Vanilla-Bean Rice Pudding with Honey-Soaked Raspberries
¼ cup honey
1 ½ cup fresh raspberries
2 cups 1% milk, divided
1 ½ cups water
1 cup Arborio Rice
¼ teaspoon kosher salt
¾ cup nonfat sweetened condensed milk
2 egg yolks
1 teaspoon orange zest, minced
Seeds from 1 vanilla bean
1 Tablespoon unsalted butter
1 Tablespoon fresh basil (garnish if desired)
2 Tablespoons pistachios, chopped (garnish if desired)
Heat honey in a microwave for 30 seconds, or until thin. Toss with berries and set aside.

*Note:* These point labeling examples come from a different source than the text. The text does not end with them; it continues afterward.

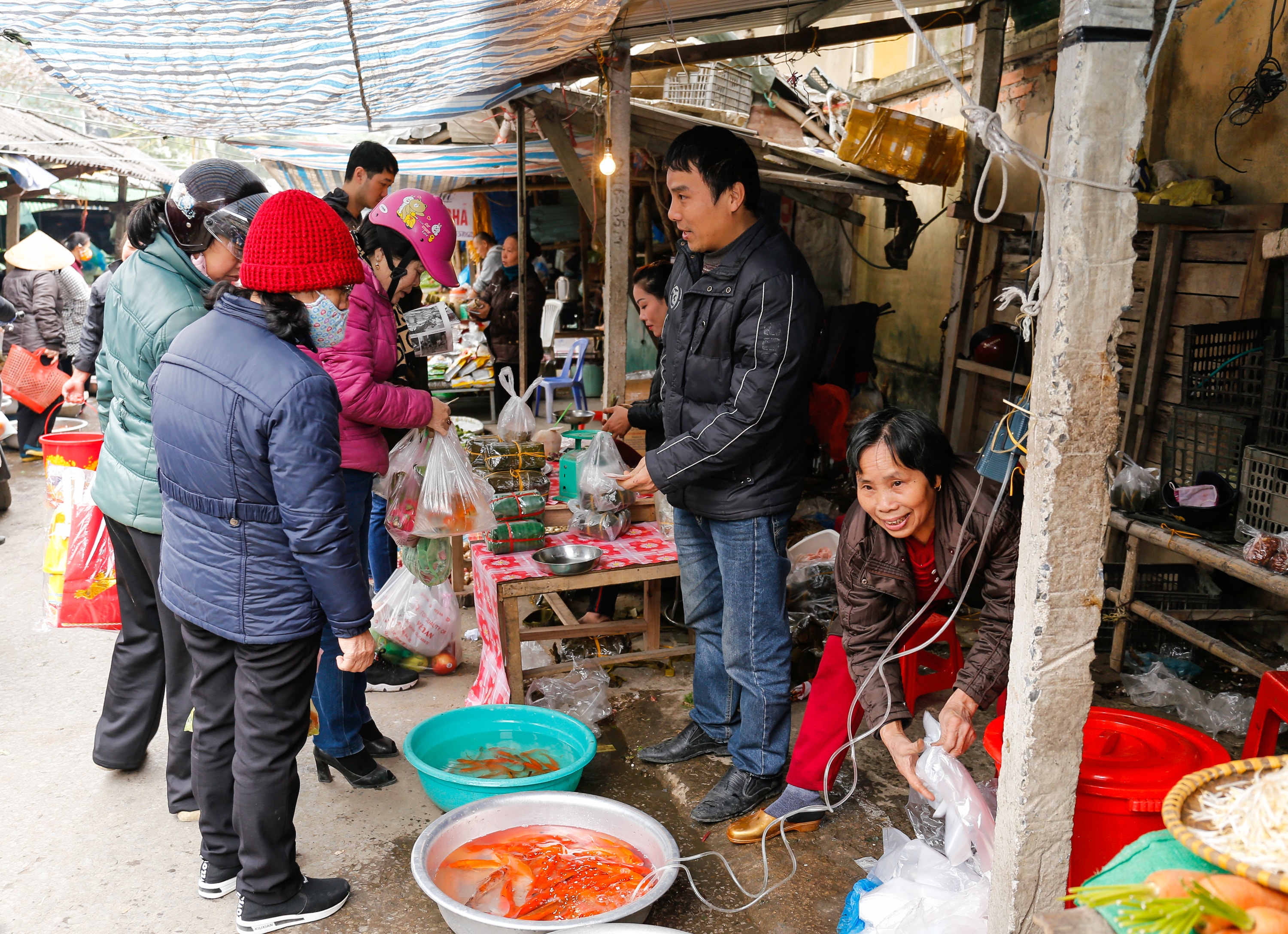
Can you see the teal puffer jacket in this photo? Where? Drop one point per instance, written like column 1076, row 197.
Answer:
column 149, row 302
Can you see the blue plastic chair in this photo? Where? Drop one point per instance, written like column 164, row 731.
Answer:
column 565, row 382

Simmer 1 ½ cups milk, water, rice and salt in a saucepan over low heat, covered, for 25 minutes, whisking every 10 minutes.
Combine remaining ½ cup milk, condensed milk, yolks, and zest in a bowl; whisk in 1 cup cooked rice.
Add yolk mixture and vanilla seeds to remaining rice in pan; whisk constantly over low heat until thickened, about 5 minutes.
Off heat, stir in butter and basil (optional). Serve pudding warm with the raspberries, garnished with pistachios (if desired).